For a few years, Norman Jester ran a colocation data center in name only.
Clients hired him to house their computer equipment, but he had no place of his own to put them. So he rented space from competitors.
“We were a customer of many, many data centers across the United States,” said Jester, CEO of Otay Mesa Data Center, which, until recently, was called Suavemente.
Jester started the business in 2004. In 2006, he decided to build out his own self-standing data center in Otay Mesa and spent about two years and $1.4 million renovating the facility, adding environmental systems, waterless fire suppression, server racks and wiring.
“I did it slowly out of my own pocket. I cash and carried the whole way through because I don’t like owing anyone money,” he said.
Data centers are essentially large, air-conditioned warehouses , connected by multiple Internet lines , that provide a place for clients’ servers. They save customers headaches associated with running an in-house computer operation.
“They come to the data center and we provide the connection,” Jester said.
Clients can also rent equipment from the data center.
Typical customers pay $5,000 to $10,000 a month. Smaller ones pay $500 a month, and the largest customers will pay as much as $75,000, he says.
OMDC has 22 employees in the United States and seven in Mexico. U.S. revenues were $1.2 million in 2007 and are on pace to reach $5 million this year. Revenues from a smaller data center in Mexico average about $1 million a year, says Jester.
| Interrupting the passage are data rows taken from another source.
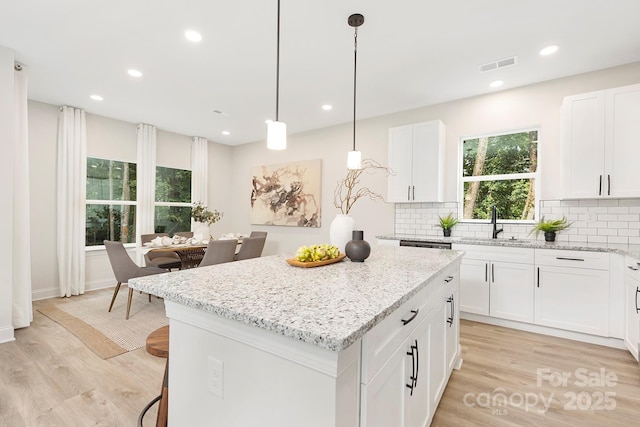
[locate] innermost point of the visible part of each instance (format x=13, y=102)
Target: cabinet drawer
x=497, y=253
x=574, y=259
x=382, y=341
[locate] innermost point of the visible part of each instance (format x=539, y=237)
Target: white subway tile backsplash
x=608, y=202
x=593, y=220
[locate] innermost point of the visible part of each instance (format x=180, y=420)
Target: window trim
x=535, y=175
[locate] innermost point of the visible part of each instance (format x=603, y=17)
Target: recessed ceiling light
x=549, y=50
x=193, y=36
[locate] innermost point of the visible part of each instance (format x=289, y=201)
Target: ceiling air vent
x=500, y=63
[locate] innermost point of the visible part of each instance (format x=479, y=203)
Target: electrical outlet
x=215, y=377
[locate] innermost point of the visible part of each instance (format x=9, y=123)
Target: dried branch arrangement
x=347, y=192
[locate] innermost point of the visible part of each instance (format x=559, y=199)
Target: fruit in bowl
x=317, y=253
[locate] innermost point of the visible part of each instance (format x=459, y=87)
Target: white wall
x=6, y=191
x=230, y=167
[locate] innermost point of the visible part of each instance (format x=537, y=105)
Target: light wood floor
x=49, y=378
x=505, y=362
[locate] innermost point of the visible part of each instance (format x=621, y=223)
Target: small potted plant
x=550, y=228
x=447, y=223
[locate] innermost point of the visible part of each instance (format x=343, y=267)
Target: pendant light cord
x=355, y=65
x=278, y=64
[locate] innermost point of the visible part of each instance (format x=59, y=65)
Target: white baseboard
x=6, y=334
x=55, y=292
x=544, y=330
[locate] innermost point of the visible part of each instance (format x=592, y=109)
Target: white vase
x=341, y=230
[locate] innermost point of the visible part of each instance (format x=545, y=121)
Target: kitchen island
x=263, y=343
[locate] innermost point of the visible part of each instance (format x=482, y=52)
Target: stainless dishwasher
x=425, y=244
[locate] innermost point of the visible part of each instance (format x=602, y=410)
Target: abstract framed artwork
x=287, y=194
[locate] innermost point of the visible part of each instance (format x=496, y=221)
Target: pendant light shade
x=354, y=157
x=354, y=160
x=277, y=130
x=276, y=135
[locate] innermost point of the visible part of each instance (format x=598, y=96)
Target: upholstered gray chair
x=187, y=234
x=124, y=269
x=167, y=260
x=251, y=248
x=219, y=251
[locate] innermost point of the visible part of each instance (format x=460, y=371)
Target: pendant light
x=277, y=130
x=354, y=158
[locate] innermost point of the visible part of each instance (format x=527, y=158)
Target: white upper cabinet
x=601, y=143
x=416, y=157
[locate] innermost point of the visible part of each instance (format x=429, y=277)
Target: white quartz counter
x=330, y=306
x=631, y=250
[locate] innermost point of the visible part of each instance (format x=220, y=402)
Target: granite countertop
x=631, y=250
x=330, y=306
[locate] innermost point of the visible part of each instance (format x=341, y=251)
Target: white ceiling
x=411, y=53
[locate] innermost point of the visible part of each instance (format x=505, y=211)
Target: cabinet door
x=632, y=317
x=512, y=291
x=401, y=163
x=583, y=145
x=474, y=286
x=418, y=407
x=452, y=331
x=437, y=357
x=428, y=166
x=574, y=299
x=623, y=141
x=384, y=395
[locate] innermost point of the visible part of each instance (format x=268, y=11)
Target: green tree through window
x=173, y=200
x=111, y=201
x=500, y=170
The 22,000-square-foot facility is the only data center in Otay Mesa. It’s near state Route 905 and the U.S.-Mexico border to serve South County clients and Mexico businesses, more and more of which are hosting their Web sites in the United States, Jester says.
“I live in Chula Vista. For me to get to the closest data center, it’s a 45-minute drive on a typical day,” he said.
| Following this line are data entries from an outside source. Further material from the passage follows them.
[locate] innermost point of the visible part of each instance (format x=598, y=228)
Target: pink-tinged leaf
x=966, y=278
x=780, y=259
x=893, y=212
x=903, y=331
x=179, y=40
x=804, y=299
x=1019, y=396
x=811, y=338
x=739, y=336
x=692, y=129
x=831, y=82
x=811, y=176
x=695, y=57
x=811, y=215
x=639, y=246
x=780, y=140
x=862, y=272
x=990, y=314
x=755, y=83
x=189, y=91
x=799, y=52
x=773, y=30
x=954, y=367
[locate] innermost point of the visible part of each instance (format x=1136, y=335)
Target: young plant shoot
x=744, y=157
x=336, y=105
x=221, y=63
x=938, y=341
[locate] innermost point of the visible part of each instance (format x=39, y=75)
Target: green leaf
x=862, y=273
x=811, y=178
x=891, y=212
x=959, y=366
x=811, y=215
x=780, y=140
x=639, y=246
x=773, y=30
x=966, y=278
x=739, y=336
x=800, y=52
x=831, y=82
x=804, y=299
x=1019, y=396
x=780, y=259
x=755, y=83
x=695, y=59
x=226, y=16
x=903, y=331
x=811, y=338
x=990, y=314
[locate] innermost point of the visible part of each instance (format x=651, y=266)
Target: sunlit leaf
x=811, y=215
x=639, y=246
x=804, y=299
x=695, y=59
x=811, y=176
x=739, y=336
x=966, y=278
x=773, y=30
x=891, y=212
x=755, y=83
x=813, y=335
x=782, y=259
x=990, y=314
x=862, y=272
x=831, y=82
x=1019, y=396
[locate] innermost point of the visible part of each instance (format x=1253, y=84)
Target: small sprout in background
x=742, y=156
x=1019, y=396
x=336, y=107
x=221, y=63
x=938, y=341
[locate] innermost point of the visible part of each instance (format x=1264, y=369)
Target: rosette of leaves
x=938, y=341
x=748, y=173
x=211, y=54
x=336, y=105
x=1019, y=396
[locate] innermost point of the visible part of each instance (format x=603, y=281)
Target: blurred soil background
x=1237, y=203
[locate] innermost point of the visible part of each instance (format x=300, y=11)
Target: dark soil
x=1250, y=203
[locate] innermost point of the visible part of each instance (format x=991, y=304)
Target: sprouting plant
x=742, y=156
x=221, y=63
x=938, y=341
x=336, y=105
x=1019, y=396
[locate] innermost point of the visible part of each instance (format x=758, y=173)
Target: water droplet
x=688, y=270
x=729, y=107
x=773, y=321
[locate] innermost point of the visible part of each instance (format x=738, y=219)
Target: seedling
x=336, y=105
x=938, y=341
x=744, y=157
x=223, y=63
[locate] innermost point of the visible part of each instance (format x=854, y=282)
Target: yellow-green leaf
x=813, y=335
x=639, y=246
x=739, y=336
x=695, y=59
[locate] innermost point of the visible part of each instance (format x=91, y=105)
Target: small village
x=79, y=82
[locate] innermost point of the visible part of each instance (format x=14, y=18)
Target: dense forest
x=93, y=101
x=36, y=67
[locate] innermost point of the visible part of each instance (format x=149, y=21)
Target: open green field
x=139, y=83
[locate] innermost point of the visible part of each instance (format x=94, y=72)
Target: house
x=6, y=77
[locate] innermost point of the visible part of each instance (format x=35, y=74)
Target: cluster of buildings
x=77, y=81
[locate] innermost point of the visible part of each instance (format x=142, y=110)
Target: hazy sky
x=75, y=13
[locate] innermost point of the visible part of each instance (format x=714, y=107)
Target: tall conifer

And, those San Diego data centers are filling up. Most are clustered at Scranton Road in La Jolla and Complex Drive in Kearny Mesa, commonly called “telco hotels,” he says.
He wanted to be away from the congestion.
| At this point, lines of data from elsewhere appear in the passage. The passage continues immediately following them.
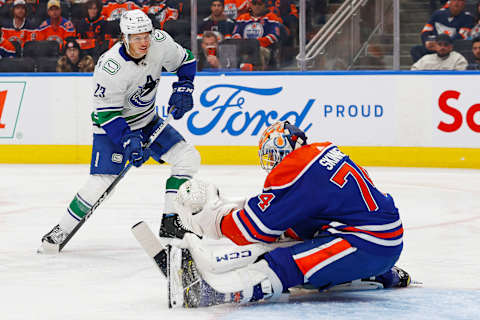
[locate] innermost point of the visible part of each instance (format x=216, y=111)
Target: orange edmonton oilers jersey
x=315, y=190
x=6, y=48
x=21, y=35
x=113, y=10
x=234, y=8
x=46, y=31
x=266, y=28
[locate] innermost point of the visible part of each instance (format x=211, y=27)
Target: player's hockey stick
x=60, y=246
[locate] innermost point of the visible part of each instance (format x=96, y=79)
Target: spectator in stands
x=476, y=29
x=56, y=27
x=235, y=8
x=113, y=10
x=434, y=6
x=37, y=11
x=217, y=22
x=74, y=60
x=208, y=59
x=91, y=31
x=286, y=10
x=262, y=25
x=453, y=21
x=19, y=28
x=6, y=47
x=160, y=11
x=475, y=63
x=444, y=59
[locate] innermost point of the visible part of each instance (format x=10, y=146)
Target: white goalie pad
x=219, y=256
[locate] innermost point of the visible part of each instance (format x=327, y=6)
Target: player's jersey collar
x=127, y=57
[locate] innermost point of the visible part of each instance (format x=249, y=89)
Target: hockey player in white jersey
x=124, y=116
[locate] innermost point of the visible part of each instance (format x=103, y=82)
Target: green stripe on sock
x=77, y=207
x=175, y=183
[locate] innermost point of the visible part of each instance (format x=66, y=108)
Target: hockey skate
x=395, y=278
x=172, y=227
x=52, y=240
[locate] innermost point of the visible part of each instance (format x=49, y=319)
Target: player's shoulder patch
x=159, y=35
x=111, y=66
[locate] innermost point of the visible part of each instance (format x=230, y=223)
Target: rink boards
x=385, y=118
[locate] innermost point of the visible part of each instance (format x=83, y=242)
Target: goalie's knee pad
x=184, y=159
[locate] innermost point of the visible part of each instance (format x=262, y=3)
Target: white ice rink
x=103, y=273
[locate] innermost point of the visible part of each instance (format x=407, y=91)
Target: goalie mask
x=277, y=141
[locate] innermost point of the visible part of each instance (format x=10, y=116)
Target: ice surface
x=104, y=274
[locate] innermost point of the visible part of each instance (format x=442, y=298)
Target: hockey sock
x=171, y=189
x=76, y=210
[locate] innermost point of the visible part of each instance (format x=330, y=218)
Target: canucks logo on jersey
x=140, y=98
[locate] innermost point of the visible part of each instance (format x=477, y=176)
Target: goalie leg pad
x=219, y=256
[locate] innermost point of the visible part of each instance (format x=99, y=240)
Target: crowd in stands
x=94, y=25
x=232, y=34
x=450, y=27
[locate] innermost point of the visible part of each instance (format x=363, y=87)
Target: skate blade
x=48, y=248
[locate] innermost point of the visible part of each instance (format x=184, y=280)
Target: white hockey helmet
x=135, y=21
x=277, y=141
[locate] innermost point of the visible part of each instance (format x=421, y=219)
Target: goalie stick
x=56, y=248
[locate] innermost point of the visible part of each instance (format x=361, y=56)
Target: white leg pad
x=219, y=256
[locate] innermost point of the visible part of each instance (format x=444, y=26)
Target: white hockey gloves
x=201, y=208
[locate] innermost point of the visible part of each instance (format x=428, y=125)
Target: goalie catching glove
x=201, y=208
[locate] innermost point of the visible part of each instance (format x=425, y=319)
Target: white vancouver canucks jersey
x=123, y=88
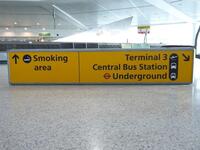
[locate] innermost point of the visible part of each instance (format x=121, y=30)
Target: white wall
x=176, y=34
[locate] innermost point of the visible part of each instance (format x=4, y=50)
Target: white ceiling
x=72, y=16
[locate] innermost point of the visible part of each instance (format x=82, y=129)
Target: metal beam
x=71, y=19
x=163, y=5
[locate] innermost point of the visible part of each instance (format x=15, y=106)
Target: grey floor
x=101, y=117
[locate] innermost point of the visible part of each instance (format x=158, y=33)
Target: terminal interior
x=99, y=116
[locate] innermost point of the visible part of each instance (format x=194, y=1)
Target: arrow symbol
x=186, y=58
x=15, y=57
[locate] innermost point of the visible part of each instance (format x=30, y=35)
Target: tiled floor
x=101, y=117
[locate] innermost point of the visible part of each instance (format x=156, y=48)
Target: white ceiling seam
x=100, y=5
x=138, y=9
x=164, y=6
x=71, y=18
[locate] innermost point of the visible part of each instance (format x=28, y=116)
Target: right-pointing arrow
x=15, y=57
x=186, y=58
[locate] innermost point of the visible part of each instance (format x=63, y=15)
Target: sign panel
x=43, y=67
x=152, y=66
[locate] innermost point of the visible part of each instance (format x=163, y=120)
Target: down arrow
x=186, y=58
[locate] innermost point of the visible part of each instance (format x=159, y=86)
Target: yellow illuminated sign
x=125, y=66
x=43, y=67
x=137, y=66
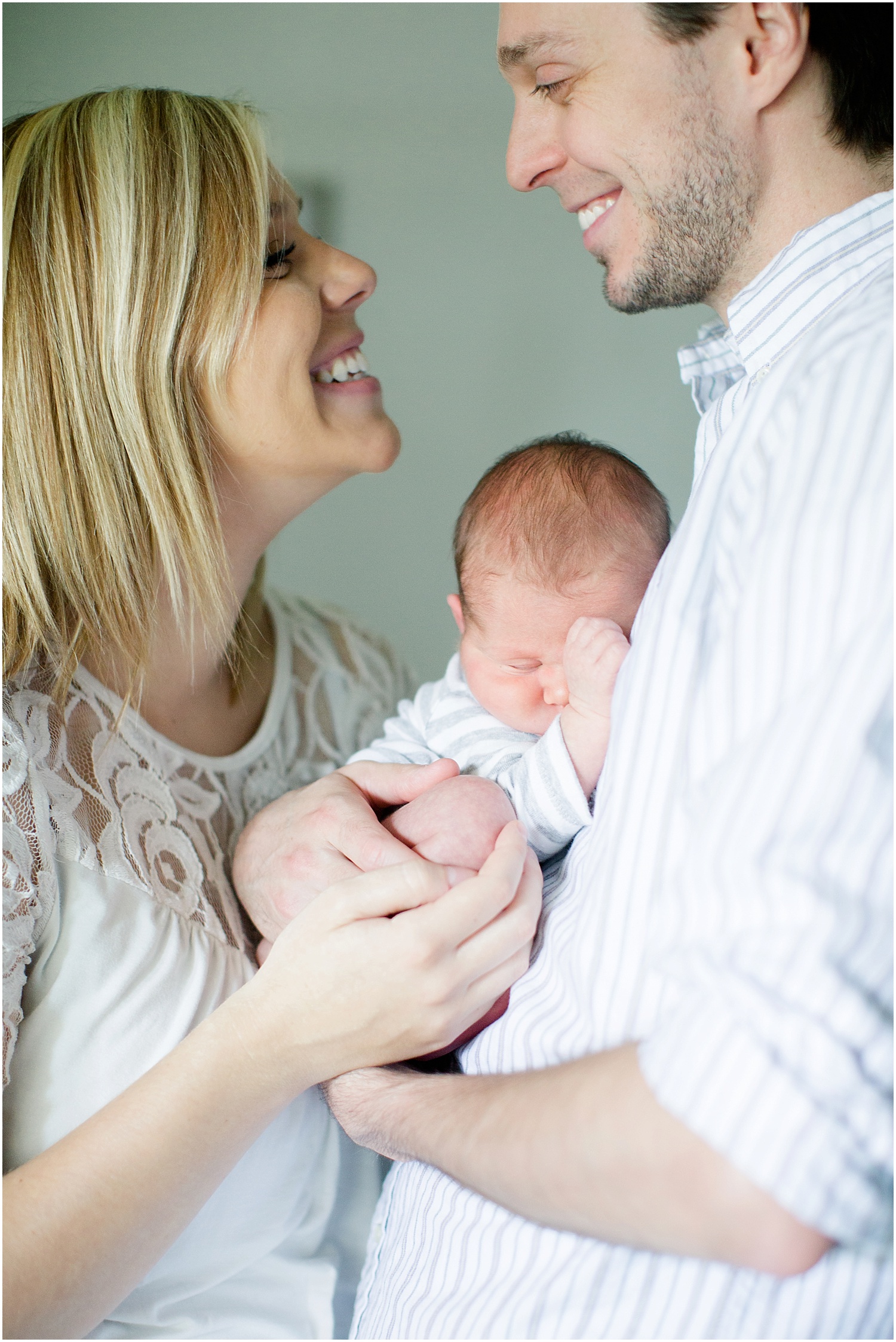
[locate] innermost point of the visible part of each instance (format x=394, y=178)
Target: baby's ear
x=456, y=609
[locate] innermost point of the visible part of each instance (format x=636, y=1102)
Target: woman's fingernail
x=458, y=874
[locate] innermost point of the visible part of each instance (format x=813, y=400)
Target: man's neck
x=805, y=191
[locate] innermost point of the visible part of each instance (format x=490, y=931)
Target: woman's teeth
x=346, y=368
x=589, y=214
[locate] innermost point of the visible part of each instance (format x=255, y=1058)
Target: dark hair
x=550, y=508
x=856, y=45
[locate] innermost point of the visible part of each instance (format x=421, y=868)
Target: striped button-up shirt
x=729, y=903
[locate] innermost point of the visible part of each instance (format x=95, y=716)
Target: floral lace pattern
x=89, y=784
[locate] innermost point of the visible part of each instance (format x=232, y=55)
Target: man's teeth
x=346, y=368
x=589, y=214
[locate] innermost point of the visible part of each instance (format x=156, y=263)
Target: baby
x=553, y=550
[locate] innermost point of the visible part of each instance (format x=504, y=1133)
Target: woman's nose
x=346, y=282
x=554, y=686
x=532, y=149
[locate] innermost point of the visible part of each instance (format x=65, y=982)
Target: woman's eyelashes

“Those companies in those areas are completely over-saturated,” he said.
Centers Of Attention
Other data centers are seeking room to grow, too.
Castle Access built an 88,000-square-foot facility in Rancho Bernardo, and just signed up Credit Union Business Capital of Florida, which wanted to house servers away from the Gulf Coast as part of its disaster recovery plan.
American Internet Services recently dedicated a new 80,000-square-foot colocation center on Lightwave Drive to handle growing demand.
“The reality is, in today’s overall business environment, an Internet presence is becoming more and more critical to how companies bring in revenue,” said AIS CEO Alessandra Carrasco. “If it’s a revenue stream, they understand that it now has become mission critical. A mission critical application cannot be down.”
Otay Mesa Data Center has a 10-year, $8,400 monthly renewable lease for its building. Jester says OMDC plans to buy it eventually from the owner, who is stuck with a two-year prepay penalty.
Otay Mesa Data Center hosts 260,000 Web sites for 4,000 customers. About 40 percent of its customers have their own equipment stored at the center. The rest rent their equipment.
“When we started out, we were hosting Web sites,” Jester said. “We would sell you a dedicated server and we would have the computer in a data center where we rented space.”
Then Jester started acquiring customers that also wanted to be Web hosting companies , essentially competitors. The company rented them servers too and offered technical support.
“We became a Web hosting company of Web hosting companies, so we started calling ourselves a colocation provider,” he said.
As clients sent more and more equipment to Jester’s headquarters, his business decided to quit renting space and find its own facility.
“What we were doing is exactly what we are doing now, except we were using space in other data centers,” he said.